Liana Mikaele-Tu'u
- Born: 2 March 2002 (age 23) Hastings, New Zealand
- Height: 1.77 m (5 ft 10 in)
- Weight: 93 kg (14 st 9 lb; 205 lb)
- School: Hastings Girls' High School
- Notable relative: Marino Mikaele-Tu'u (brother)

Rugby union career
- Position(s): Loose forward, number 8

Senior career
- Years: Team / Apps / (Points)
- 2019: Hawke's Bay / 6 / (10)
- 2020–2023: Auckland / 16 / (15)
- 2025–: Harlequins /  / (5)
- Correct as of 17 November 2025

Super Rugby
- Years: Team / Apps / (Points)
- 2021–: Blues Women / 19 / (15)

International career
- Years: Team / Apps / (Points)
- 2021–: New Zealand / 35 / (30)
- Correct as of 27 September 2025
- Medal record
Women's rugby union
Representing New Zealand
Rugby World Cup
| Gold medal – first place | 2021 New Zealand | Team competition |
| Bronze medal – third place | 2025 England | Team competition |

= Liana Mikaele-Tu'u =

New Zealand rugby union player

Liana Mikaele-Tu'u (born 2 March 2002) is a New Zealand rugby union player. She plays for the Black Ferns internationally and was a member of their 2021 Rugby World Cup champion squad. She also plays for Blues Women in the Super Rugby Aupiki competition. She played for Hawke's Bay previously before moving to Auckland. In October 2025, she joined Harlequins as injury cover.

== Rugby career ==
Mikaele-Tu’u attended Hastings Girls High School and debuted for Hawke's Bay in the Farah Palmer Cup in 2019. She moved to Auckland in 2020 to study physiotherapy at university and currently plays for Auckland.

=== 2021 ===
Mikaele-Tu'u played for the Blues against the Chiefs in the first-ever women's Super Rugby match in New Zealand on 1 May 2021.

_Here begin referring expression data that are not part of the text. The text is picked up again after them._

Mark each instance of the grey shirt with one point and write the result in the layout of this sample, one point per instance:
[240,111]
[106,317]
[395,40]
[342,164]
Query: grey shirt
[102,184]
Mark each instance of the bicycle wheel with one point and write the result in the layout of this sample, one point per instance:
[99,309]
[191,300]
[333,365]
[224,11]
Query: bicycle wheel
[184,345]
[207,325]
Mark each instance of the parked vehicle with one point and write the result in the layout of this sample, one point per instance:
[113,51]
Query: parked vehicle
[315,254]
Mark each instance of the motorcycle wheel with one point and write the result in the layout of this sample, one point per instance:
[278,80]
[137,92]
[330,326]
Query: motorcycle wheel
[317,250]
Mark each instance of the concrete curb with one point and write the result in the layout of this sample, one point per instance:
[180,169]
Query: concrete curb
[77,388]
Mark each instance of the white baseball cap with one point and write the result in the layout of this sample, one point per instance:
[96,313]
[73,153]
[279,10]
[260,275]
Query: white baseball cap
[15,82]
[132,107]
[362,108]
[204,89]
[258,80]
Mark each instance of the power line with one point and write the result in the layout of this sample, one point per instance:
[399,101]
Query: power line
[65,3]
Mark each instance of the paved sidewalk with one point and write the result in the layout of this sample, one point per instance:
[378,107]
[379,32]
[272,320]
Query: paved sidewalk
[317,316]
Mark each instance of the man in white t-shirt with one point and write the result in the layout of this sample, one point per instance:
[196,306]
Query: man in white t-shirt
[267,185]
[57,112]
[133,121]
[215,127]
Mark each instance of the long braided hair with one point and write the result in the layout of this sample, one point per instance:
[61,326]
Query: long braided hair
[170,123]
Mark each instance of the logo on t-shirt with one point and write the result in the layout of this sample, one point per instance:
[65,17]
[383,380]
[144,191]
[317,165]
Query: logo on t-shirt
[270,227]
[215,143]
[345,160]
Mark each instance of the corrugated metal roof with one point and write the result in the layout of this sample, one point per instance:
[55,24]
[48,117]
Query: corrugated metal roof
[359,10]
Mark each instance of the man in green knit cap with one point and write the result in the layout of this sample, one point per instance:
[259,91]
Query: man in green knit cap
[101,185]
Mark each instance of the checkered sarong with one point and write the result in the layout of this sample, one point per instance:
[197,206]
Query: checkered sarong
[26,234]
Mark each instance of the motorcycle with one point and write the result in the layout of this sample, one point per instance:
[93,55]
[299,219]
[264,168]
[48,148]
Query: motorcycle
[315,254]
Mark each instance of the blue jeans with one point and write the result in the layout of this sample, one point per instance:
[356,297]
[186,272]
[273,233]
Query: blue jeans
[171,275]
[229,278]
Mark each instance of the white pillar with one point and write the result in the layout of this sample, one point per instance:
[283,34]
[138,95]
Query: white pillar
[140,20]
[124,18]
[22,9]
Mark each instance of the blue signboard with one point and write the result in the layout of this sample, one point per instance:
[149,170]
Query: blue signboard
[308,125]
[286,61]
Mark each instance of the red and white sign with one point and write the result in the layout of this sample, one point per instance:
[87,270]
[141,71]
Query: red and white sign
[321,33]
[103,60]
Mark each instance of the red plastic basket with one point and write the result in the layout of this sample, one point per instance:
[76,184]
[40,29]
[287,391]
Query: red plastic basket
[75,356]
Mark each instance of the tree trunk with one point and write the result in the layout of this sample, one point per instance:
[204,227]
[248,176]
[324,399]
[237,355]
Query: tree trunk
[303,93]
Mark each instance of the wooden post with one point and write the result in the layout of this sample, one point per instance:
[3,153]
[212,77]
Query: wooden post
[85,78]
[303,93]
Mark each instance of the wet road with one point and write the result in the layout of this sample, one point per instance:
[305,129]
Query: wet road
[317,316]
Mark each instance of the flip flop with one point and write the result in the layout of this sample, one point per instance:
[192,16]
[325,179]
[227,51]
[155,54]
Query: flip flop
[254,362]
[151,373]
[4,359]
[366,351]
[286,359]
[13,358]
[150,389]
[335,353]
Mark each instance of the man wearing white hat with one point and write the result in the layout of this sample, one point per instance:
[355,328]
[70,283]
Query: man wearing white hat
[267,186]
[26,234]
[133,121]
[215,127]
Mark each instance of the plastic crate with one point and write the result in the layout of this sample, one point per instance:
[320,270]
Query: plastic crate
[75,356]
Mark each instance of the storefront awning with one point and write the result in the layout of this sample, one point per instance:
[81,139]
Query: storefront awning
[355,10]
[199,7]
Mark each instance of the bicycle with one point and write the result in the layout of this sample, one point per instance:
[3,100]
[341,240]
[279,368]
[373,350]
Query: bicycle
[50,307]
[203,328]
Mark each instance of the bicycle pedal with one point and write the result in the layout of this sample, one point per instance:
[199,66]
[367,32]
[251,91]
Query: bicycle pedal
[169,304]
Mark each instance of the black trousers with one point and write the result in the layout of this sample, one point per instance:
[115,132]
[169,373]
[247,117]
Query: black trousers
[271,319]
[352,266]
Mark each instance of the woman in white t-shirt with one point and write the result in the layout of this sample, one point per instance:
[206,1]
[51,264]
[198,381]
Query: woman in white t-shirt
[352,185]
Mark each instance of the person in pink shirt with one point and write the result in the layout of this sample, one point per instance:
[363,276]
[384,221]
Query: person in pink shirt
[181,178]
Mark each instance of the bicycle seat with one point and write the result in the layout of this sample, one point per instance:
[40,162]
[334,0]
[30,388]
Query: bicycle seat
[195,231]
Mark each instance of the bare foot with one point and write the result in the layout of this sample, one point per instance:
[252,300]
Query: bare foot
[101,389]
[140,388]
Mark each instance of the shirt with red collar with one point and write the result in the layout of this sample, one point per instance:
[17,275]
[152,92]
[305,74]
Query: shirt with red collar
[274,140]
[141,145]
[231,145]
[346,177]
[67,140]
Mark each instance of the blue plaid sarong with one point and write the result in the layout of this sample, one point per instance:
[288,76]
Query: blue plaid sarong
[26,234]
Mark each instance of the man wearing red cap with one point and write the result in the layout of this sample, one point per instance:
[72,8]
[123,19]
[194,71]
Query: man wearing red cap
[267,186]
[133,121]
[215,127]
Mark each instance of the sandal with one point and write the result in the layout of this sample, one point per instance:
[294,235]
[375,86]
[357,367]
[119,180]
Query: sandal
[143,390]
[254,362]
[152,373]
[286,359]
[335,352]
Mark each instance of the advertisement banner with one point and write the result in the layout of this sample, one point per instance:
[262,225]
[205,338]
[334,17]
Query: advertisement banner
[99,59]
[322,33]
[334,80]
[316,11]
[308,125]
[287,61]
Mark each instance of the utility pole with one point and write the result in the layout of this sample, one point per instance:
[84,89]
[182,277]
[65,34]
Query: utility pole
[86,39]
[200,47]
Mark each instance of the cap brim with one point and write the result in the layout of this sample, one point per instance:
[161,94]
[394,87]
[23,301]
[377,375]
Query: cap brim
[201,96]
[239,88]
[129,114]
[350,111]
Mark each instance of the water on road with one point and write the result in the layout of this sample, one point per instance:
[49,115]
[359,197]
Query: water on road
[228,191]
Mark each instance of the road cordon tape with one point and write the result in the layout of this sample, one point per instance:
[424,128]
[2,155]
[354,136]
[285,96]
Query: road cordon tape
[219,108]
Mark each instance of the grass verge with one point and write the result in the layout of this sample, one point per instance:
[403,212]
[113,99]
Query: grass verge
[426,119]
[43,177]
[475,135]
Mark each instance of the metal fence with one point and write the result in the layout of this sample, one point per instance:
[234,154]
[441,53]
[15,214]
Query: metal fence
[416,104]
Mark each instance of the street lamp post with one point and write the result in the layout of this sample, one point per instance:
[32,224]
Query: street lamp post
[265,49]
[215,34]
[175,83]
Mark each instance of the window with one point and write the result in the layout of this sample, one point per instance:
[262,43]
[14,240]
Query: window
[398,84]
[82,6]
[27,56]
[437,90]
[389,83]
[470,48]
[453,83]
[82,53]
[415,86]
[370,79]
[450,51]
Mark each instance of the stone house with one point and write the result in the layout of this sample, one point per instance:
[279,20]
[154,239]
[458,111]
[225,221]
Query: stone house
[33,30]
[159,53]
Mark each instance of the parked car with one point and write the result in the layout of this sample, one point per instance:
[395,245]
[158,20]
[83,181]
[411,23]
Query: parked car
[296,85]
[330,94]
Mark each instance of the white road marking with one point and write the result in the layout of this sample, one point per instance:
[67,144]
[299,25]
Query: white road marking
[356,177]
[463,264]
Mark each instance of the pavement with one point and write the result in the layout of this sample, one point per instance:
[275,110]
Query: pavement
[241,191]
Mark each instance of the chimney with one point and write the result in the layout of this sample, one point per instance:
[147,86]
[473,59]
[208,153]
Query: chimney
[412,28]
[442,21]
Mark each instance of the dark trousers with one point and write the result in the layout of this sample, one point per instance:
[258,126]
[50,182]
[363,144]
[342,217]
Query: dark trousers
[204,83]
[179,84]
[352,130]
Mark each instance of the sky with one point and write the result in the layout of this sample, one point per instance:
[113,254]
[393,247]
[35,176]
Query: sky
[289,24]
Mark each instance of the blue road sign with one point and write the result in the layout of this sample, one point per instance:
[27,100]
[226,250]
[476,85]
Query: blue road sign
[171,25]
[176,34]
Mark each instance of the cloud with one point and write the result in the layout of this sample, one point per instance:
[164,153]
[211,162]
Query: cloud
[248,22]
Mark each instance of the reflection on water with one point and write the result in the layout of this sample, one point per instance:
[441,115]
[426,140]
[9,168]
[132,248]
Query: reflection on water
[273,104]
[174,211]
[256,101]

Mikaele-Tu'u made her Black Ferns test debut against England in Exeter on 31 October. On 3 November, She was named in the Blues squad for the inaugural Super Rugby Aupiki competition.

=== 2022 ===
Mikaele-Tu'u was named in the Blues starting line up for their first game against Matatū, they won 21–10. She also started in their 0–35 thrashing by the Chiefs Manawa in the final round.

Mikaele-Tu’u was named in the Black Ferns squad for the 2022 Pacific Four Series. She made the team once again for the deferred 2021 Rugby World Cup that was hosted by New Zealand. She scored a try for the Black Ferns as they thrashed Scotland 57–0 in their final pool game.

=== 2023–25 ===
In July 2023, she made the starting line up in the Black Ferns 21–52 victory over Canada at the Pacific Four Series in Ottawa.

In July 2025, she was named in the Black Ferns Rugby World Cup squad.

In October 2025, she joined Premiership Women's Rugby team Harlequins as injury cover.

== Personal life ==
Her brother, loose forward Marino Mikaele-Tu'u, has played for the All Blacks XV and Highlanders.